Aus verschiedenen Gründen haben sich im Mittelalter neben den Gebetszeiten zu verschiedenen Tageszeiten, die zunehmend nur mehr in den Klöstern und von den Priestern befolgt wurden, weitere Gebetsformen gebildet. Der Heilige Franziskus erlaubte denjenigen, die die Psalmen nicht beten konnten, diese durch eine Anzahl von Vaterunser oder Ave Maria zu ersetzen. Und der gleiche Heilige regte auch an, die Gläubigen durch ein Glockensignal zu verschiedenen Tageszeiten zum Gebet einzuladen – das waren die Vorformen des Angelus und des Rosenkranzes.

Der Text unseres heutigen Angelus erinnert lediglich an die Menschwerdung Gottes in Jesus Christus. Das war nicht immer so. In einer frühen Form des Angelus im Gebetbuch des Hl. Petrus Canisius aus dem 17. Jahrhundert finden sich verschiedene Gebete am Morgen, Mittag und Abend, die das ganze Heilswerk, das ganze Pascha-Mysterium Christi in Erinnerung rufen. Einerseits ist die Beschränkung auf die Menschwerdung im Angelus ein Verlust, andererseits hat es die einfache und immer gleiche Form ermöglicht, dass sich dieses Gebet so verbreiten konnte.

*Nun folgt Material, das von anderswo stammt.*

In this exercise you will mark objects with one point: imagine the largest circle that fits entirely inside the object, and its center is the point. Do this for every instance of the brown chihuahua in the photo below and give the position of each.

Ganz ähnlich die Entwicklung beim Rosenkranz. In frühen Formen wurde ausführlich das Leben Jesu in den Clausulae („Geheimnissen“) erinnert, bis zu 100 verschiedene Aussagen über das Leben und Heilswirken Jesu sind überliefert. Erst die Reduktion auf die klassischen drei Fünfer-Gruppen brachte dem Gebet die weite Verbreitung des Volksgebetes. Menschwerdung – Leiden und Tod – Auferstehung und Geistsendung sind in diesem Prozess die Kernpunkte geblieben. Auch hier lässt sich schön sehen: Die einfache Handhabbarkeit brachte einerseits einen Verlust an Inhalt, andererseits aber die weite Verbreitung. Und geblieben ist trotzdem das Gedächtnis an das Heilswerk Jesu Christi, an sein Pascha-Mysterium.

Bei all den liturgischen Formen lässt sich eine verbindende Linie feststellen: Es geht immer darum, das Gedächtnis an das Pascha-Mysterium in verschiedenen Formen auszudrücken, zu erinnern und sich zu vergewissern: Gott wirkt in Jesus Christus sein Heil für die Menschen. Das, was einst an Ostern angefangen hat, wird zu einem immer neuen Hier und Heute.